The No. 1 lesson I learned coming out of the primary was that the person that wins the nomination and wins the presidency is the person that really meets the moment. I also believe progressive politics is having a moment right now — that’s very clear with the success of several candidates in the 2020 primary and a whole generation of new voices out there who are running for Congress, running for state representative, running for City Council. But another lesson I learned, the hard way you might say, is that you need resources and you need the credibility that comes with voices that have name ID and recognition.
What does Joe Biden need to do to excite voters in this extraordinary moment?
He needs to create a clear contrast, and they’re creating a clear contrast. I’ve been impressed with some of the ads that have come out recently. They’re beginning to hit the right notes to remind people why we need to get out and vote.

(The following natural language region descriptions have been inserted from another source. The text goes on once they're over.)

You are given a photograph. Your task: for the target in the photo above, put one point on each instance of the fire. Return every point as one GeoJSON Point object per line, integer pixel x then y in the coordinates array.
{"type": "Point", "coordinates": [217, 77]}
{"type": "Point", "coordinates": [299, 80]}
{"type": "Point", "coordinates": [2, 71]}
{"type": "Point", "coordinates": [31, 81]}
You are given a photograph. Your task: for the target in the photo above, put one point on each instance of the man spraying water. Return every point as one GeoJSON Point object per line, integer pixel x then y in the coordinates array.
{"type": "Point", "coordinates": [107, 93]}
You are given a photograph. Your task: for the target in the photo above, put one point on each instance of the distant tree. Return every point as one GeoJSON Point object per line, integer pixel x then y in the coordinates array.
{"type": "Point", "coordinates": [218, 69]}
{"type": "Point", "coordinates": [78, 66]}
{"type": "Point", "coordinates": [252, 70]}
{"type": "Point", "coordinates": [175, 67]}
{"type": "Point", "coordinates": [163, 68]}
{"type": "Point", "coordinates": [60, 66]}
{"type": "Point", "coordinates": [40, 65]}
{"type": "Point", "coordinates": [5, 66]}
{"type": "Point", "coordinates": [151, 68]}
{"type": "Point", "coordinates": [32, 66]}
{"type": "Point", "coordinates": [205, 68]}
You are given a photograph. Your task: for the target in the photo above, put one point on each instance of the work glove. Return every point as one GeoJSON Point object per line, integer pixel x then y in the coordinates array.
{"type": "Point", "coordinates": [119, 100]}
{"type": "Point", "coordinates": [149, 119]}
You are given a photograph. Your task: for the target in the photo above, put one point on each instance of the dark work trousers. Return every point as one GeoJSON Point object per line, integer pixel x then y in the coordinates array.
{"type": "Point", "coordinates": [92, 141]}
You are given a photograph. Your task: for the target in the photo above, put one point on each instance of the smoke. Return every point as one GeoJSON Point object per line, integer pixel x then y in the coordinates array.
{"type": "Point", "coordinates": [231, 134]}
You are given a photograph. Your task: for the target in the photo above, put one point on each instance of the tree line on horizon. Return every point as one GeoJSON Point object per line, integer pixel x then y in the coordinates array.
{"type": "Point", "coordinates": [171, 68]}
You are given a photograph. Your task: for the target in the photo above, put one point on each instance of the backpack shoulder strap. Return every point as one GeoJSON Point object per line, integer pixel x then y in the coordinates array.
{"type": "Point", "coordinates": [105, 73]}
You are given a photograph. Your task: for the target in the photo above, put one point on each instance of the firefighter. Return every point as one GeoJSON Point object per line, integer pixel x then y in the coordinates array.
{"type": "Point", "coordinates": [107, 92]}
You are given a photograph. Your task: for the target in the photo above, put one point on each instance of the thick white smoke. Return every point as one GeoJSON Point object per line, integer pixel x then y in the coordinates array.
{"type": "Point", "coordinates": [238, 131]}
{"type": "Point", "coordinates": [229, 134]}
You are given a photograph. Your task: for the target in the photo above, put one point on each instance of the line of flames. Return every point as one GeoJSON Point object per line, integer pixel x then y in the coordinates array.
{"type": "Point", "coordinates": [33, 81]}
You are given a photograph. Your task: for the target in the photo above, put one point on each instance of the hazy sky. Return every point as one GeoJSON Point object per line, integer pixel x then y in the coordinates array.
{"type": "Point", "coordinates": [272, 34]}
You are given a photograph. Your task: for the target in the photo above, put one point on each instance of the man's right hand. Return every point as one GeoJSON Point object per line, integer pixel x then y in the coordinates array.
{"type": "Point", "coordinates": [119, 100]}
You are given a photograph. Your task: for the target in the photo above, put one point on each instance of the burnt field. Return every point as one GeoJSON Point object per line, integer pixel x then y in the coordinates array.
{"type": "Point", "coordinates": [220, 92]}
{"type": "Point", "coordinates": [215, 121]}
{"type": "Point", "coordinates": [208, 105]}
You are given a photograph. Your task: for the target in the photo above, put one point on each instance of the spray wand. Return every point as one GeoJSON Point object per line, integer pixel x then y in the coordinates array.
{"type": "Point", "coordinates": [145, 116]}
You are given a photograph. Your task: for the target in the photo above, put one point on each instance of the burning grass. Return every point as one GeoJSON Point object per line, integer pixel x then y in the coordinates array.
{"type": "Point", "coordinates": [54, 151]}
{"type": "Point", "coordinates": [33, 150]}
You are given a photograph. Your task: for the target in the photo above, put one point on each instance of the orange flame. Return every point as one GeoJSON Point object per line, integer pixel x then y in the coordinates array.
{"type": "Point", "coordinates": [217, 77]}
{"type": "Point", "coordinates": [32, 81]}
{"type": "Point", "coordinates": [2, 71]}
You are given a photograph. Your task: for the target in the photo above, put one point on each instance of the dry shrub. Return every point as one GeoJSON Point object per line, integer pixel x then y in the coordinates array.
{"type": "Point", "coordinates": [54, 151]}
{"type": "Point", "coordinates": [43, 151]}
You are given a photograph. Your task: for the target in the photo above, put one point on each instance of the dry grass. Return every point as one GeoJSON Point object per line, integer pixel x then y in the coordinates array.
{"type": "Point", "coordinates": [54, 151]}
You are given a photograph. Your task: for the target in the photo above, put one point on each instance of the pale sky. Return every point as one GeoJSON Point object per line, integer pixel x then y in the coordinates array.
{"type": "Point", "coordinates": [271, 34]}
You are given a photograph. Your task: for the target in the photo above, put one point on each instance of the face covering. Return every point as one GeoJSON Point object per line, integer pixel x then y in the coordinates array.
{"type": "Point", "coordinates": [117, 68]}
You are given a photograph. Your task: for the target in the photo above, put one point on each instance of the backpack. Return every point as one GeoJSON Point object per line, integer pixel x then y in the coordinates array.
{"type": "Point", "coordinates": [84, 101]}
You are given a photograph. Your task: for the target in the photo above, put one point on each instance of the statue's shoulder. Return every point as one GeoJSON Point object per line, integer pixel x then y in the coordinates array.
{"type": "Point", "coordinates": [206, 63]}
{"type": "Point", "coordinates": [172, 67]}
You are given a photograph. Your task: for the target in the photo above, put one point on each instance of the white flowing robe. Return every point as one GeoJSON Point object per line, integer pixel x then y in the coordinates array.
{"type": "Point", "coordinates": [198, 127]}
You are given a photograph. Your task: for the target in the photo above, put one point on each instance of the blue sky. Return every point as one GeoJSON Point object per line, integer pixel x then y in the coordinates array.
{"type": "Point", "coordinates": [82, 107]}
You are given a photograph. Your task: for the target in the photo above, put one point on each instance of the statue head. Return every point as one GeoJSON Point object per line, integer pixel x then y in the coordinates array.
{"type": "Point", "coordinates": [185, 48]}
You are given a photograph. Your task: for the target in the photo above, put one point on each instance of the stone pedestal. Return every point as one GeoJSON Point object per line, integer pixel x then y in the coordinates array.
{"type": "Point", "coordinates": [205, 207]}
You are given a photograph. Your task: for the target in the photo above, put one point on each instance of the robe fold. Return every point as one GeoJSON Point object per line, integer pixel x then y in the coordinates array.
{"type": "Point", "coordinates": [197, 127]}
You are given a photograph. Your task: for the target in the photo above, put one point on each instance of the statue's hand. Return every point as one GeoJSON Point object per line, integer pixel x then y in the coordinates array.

They also need to reach out to all the different constituencies out there, whether it’s the African-American community, Latino community, Asian-American community, and make sure that they’re tending to that, because we lost Michigan, Wisconsin, Pennsylvania by 77,000 votes altogether. That means that each of these communities can play a vital role in either putting you over the top or coming up just short. The Latino community, for instance, is growing in places like Michigan, Wisconsin and Pennsylvania. There is a lot of untapped potential there. We hardly ever read any stories about the Latino community in Michigan. But they’re there, just like they are in Wisconsin and Pennsylvania. And they can make a big difference in putting Biden over the top.

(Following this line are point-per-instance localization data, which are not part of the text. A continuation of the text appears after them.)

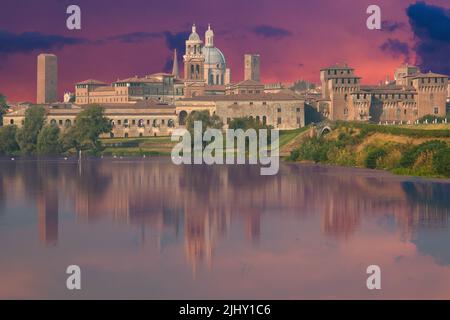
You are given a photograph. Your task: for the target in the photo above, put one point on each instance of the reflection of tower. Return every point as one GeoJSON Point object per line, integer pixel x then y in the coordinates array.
{"type": "Point", "coordinates": [47, 203]}
{"type": "Point", "coordinates": [194, 65]}
{"type": "Point", "coordinates": [252, 65]}
{"type": "Point", "coordinates": [253, 225]}
{"type": "Point", "coordinates": [201, 232]}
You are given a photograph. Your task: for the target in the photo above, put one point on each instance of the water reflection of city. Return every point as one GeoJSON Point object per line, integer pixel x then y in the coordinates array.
{"type": "Point", "coordinates": [196, 204]}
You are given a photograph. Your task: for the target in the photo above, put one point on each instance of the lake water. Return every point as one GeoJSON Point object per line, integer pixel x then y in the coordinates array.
{"type": "Point", "coordinates": [147, 229]}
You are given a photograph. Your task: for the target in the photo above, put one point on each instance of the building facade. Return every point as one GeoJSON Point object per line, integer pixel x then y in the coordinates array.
{"type": "Point", "coordinates": [47, 78]}
{"type": "Point", "coordinates": [162, 87]}
{"type": "Point", "coordinates": [281, 110]}
{"type": "Point", "coordinates": [412, 96]}
{"type": "Point", "coordinates": [138, 119]}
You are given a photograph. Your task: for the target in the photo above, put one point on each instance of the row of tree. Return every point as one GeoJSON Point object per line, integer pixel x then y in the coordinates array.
{"type": "Point", "coordinates": [37, 137]}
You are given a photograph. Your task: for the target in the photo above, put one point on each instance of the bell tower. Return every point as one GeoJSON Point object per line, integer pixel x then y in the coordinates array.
{"type": "Point", "coordinates": [194, 61]}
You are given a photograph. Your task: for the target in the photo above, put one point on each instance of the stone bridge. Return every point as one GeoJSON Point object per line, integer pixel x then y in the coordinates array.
{"type": "Point", "coordinates": [322, 128]}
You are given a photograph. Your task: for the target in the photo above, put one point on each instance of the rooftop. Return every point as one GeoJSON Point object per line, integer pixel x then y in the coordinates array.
{"type": "Point", "coordinates": [284, 96]}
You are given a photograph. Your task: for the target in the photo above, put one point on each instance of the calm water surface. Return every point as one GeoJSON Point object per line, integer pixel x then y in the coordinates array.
{"type": "Point", "coordinates": [149, 229]}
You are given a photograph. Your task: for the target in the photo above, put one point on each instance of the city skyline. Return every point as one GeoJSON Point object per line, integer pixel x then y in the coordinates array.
{"type": "Point", "coordinates": [145, 46]}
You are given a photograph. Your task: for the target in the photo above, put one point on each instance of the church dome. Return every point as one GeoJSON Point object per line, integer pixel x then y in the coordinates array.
{"type": "Point", "coordinates": [213, 56]}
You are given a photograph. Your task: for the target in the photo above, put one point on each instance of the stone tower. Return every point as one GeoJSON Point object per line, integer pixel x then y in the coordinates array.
{"type": "Point", "coordinates": [252, 65]}
{"type": "Point", "coordinates": [338, 84]}
{"type": "Point", "coordinates": [431, 94]}
{"type": "Point", "coordinates": [47, 78]}
{"type": "Point", "coordinates": [175, 71]}
{"type": "Point", "coordinates": [194, 61]}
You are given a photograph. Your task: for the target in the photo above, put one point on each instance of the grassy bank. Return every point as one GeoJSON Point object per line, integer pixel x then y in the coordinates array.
{"type": "Point", "coordinates": [408, 150]}
{"type": "Point", "coordinates": [138, 146]}
{"type": "Point", "coordinates": [163, 146]}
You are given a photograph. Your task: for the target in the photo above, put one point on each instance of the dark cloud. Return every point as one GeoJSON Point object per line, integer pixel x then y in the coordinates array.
{"type": "Point", "coordinates": [431, 27]}
{"type": "Point", "coordinates": [396, 48]}
{"type": "Point", "coordinates": [267, 31]}
{"type": "Point", "coordinates": [136, 37]}
{"type": "Point", "coordinates": [29, 41]}
{"type": "Point", "coordinates": [391, 26]}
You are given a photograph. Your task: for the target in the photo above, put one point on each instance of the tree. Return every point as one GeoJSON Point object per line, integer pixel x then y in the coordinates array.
{"type": "Point", "coordinates": [85, 134]}
{"type": "Point", "coordinates": [3, 107]}
{"type": "Point", "coordinates": [48, 142]}
{"type": "Point", "coordinates": [8, 143]}
{"type": "Point", "coordinates": [28, 134]}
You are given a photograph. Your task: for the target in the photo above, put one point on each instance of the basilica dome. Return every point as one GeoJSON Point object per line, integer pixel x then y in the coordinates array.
{"type": "Point", "coordinates": [213, 56]}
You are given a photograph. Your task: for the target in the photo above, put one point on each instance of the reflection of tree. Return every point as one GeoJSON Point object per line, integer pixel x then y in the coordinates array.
{"type": "Point", "coordinates": [200, 202]}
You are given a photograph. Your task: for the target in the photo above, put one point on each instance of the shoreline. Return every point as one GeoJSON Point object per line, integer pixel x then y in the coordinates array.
{"type": "Point", "coordinates": [373, 173]}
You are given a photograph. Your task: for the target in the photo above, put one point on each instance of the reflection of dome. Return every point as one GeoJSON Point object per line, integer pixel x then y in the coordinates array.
{"type": "Point", "coordinates": [214, 56]}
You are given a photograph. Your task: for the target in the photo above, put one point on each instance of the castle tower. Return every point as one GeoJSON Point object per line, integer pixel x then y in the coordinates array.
{"type": "Point", "coordinates": [338, 84]}
{"type": "Point", "coordinates": [252, 65]}
{"type": "Point", "coordinates": [47, 78]}
{"type": "Point", "coordinates": [194, 61]}
{"type": "Point", "coordinates": [175, 70]}
{"type": "Point", "coordinates": [431, 94]}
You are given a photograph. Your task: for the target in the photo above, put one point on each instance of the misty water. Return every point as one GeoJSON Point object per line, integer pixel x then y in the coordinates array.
{"type": "Point", "coordinates": [148, 229]}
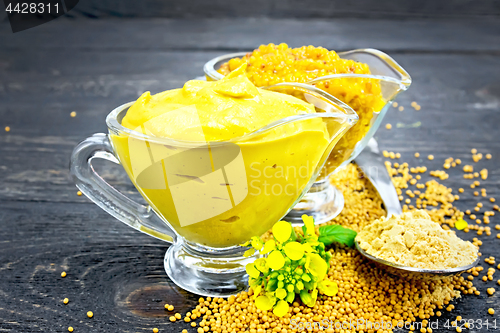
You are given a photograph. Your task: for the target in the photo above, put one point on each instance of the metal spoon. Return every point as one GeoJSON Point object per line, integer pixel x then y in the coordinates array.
{"type": "Point", "coordinates": [370, 161]}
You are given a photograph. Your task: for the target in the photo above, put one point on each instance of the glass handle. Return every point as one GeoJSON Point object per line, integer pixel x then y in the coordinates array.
{"type": "Point", "coordinates": [138, 216]}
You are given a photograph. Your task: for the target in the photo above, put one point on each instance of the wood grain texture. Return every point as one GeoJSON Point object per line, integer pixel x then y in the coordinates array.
{"type": "Point", "coordinates": [93, 66]}
{"type": "Point", "coordinates": [286, 8]}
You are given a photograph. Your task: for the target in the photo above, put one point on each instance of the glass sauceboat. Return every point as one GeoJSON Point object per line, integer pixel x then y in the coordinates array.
{"type": "Point", "coordinates": [207, 198]}
{"type": "Point", "coordinates": [324, 201]}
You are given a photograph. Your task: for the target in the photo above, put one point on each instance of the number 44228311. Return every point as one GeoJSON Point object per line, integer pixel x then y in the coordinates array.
{"type": "Point", "coordinates": [33, 8]}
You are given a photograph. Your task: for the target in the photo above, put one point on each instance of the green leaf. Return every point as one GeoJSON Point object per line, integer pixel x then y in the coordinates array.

You were on Hillary Clinton’s list of possible running mates. Give us a sense of what this moment is like for those who are under consideration?
It’s just a huge opening up of your entire background — political, financial, personal history. There was a 129-question survey that we had to fill out during the 2016 vetting process. The vice-presidential selection process is unlike any other process in American politics, because unlike 99.9 percent of politics where you’re pitching to people, here, you’re pitching to one person and maybe three or four advisers that have influence with them. Also, it is almost completely done behind closed doors until there’s an actual announcement of the result. That’s unusual.
You also have, in the 2020 cycle, a different approach that’s being taken by some, which is to be more upfront about their aspirations. Nothing wrong with that.
How do you think the process of running for president changed you?
It gave me more confidence that I could compete at that level. The campaign, in some ways, reconnected me with the roots of my family and politics — my mother’s activism — of highlighting issues that too often get swept under the rug. Even today, we’re looking at another case of brutality with the man in Minneapolis who was killed [after being pinned to the ground by a police officer]. Our campaign unabashedly put police reform forward as an issue that absolutely needs federal attention. Most people run away from that issue.
I came out of it with a stronger sense of the vision that I have for the future of the country and also a stronger confidence that I could run that kind of race. Under different circumstances, we could have done better.
Does that mean you have another run in your future?
Every time that I’ve been out of office, I have not missed it. I lost the mayor’s race and I didn’t feel every day like I had to be back there doing that. But I ran for mayor again because I still had a passion for making a difference in San Antonio. And then in between the Obama administration and running for president, same thing. I didn’t necessarily miss it, but I still had a strong vision for the future of the country, and I decided to run for president. And right now, I’m having a good time spending more time with my family and with the projects that I have going on. But I may well run again at some point in the future. I’m not dead set on any office right now.